У края двора, на деревянном помосте, сидят люди. Их лица живы, но неподвижны – они тоже погружены в самосозерцание на фоне удивительно простого, почти спартанского пейзажа. По японскому обычаю они оставили обувь у входа и, свесив ноги, молча, не двигаясь, смотрят на землю".

– На следующее утро я переписал весь сценарий, от начала до конца, – сообщил Глеб. И весело добавил: – Меня на студии чуть не убили. Впрочем, вполне за дело.

– Значит, ты веришь в легенду?

–Я?

– Раз уж решился на такое. Меня ты уверял в другом. – Я поднатужил память: – «Пришли войска хана, взяли стены штурмом, город сожгли и покатились дальше…»

– Возможно, именно так все и было, – согласился Глеб. – Даже наверняка… Только верить в это не хочется, правда?

Я подумал и подтвердил: правда. Очень уж сильно среди русского народа это стремление к чуду (или надежда на таковое – за отсутствием стремления): к примеру, Иванушка-дурачок запросто получал все жизненные блага по щучьему велению, другому Ване, царевичу, помогал волк-оборотень, выдрессированный не хуже Дарьиного Шерпа… Да только жизнь приучает к нехитрой истине: чудес мало, а нас – много.

– А самое главное: это же не просто легенда, а фрагмент уцелевшей летописи – можно сказать, официальный документ. Даже если сделать скидку на неточность перевода…

– А кстати, кто делал перевод?

– Отец Дмитрий, нынешний настоятель Кидекшского монастыря. Уж как Закрайский втерся к нему в доверие – ума не приложу.

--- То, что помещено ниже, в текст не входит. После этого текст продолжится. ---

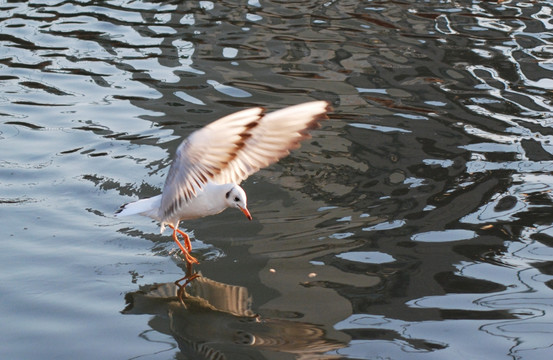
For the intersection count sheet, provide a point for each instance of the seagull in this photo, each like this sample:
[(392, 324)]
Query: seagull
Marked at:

С игуменом Дмитрием мы не были близко знакомы, но при встрече на улице вежливо раскланивались. Он был высок, строен и по-мужски красив в своей неизменной сутане и черной шапочке, с черной окладистой бородой, в которой кое-где мелькали седые искорки.

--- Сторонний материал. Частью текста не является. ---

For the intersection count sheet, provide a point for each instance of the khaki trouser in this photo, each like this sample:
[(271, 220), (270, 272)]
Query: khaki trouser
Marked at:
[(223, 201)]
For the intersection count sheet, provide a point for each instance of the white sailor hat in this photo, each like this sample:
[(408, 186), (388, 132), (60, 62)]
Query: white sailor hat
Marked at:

– Летопись обнаружили случайно, – продолжал Глеб повествование. – Не так давно, в начале тридцатых годов. Когда взрывали монастырь…

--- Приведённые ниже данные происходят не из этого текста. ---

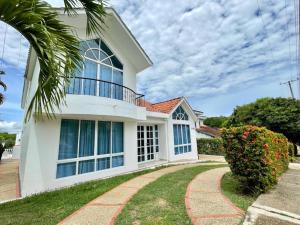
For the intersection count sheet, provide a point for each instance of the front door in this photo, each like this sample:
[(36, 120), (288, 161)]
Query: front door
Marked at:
[(147, 142)]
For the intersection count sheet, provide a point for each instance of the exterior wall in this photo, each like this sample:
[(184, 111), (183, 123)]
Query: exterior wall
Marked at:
[(40, 154)]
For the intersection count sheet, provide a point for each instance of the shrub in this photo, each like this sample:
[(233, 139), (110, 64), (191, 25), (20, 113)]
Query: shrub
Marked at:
[(291, 152), (256, 155), (210, 146)]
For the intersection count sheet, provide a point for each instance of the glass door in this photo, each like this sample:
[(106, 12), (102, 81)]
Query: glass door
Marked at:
[(147, 142)]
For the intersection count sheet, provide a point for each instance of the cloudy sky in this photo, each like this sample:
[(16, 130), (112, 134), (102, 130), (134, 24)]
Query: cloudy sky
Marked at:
[(217, 53)]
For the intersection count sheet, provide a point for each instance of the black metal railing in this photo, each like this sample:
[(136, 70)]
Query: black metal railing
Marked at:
[(95, 87)]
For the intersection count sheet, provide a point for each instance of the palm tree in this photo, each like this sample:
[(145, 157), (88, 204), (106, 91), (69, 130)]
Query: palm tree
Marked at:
[(2, 84), (56, 47)]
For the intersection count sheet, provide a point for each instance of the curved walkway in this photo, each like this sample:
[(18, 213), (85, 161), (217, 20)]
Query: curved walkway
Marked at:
[(205, 202), (105, 209)]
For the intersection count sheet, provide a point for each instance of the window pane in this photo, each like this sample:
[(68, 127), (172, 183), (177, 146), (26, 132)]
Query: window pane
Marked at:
[(118, 90), (117, 161), (90, 71), (87, 137), (117, 137), (66, 169), (188, 134), (68, 139), (175, 133), (105, 87), (179, 127), (103, 163), (103, 138), (86, 166), (184, 134)]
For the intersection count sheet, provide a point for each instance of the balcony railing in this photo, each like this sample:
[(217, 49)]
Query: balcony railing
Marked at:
[(95, 87)]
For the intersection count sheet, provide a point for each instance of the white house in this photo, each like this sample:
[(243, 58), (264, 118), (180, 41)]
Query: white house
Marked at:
[(106, 128)]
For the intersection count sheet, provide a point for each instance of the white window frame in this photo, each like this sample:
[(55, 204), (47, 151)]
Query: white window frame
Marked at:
[(95, 156)]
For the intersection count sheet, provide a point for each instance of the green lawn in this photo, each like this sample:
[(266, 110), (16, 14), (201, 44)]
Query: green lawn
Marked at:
[(162, 201), (231, 188), (52, 207)]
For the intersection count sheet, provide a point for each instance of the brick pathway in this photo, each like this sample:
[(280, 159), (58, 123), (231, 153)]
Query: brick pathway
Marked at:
[(205, 202), (105, 209), (9, 180)]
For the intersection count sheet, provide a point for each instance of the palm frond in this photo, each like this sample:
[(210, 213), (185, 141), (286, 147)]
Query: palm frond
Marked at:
[(95, 12), (56, 48)]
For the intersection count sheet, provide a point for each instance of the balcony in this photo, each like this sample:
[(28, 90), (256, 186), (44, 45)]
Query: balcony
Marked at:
[(107, 89)]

– Взрывали? – вырвалось у меня. – Кто?

– Комсомольцы-активисты. Когда центральный храм рухнул, открылся вход в подземную галерею. Монахи прятались там и во время монгольского нашествия, и в семнадцатом веке – от царских опричников… Впрочем, от комсомольцев спрятаться оказалось труднее. Кажется, никто и не спасся: «верхушку» увезли чекисты, а прочих постреляли прямо во дворе. Потом спустились в подземелье и наткнулись на сокровищницу. Церковная утварь, иконы, старинные книги… Кое-что удалось спасти. Вот послушай, как звучит, – Глеб откинулся на спинку сиденья, прикрыл глаза… – «Когда настал страшный день и небо стало черным от дыма пожаров, враги ворвались в град. И княгиня с юным княжичем, охраной и челядью многочисленной укрылась в стенах храма Господня и стала усердно молить Богородицу о спасении… И так усердно она молилась, что Богородица явилась на облаках и простерла над городом покрова, сверкавшие ярче молний. И укрыла Житнев от врагов в голубых водах озера…» Примерно так.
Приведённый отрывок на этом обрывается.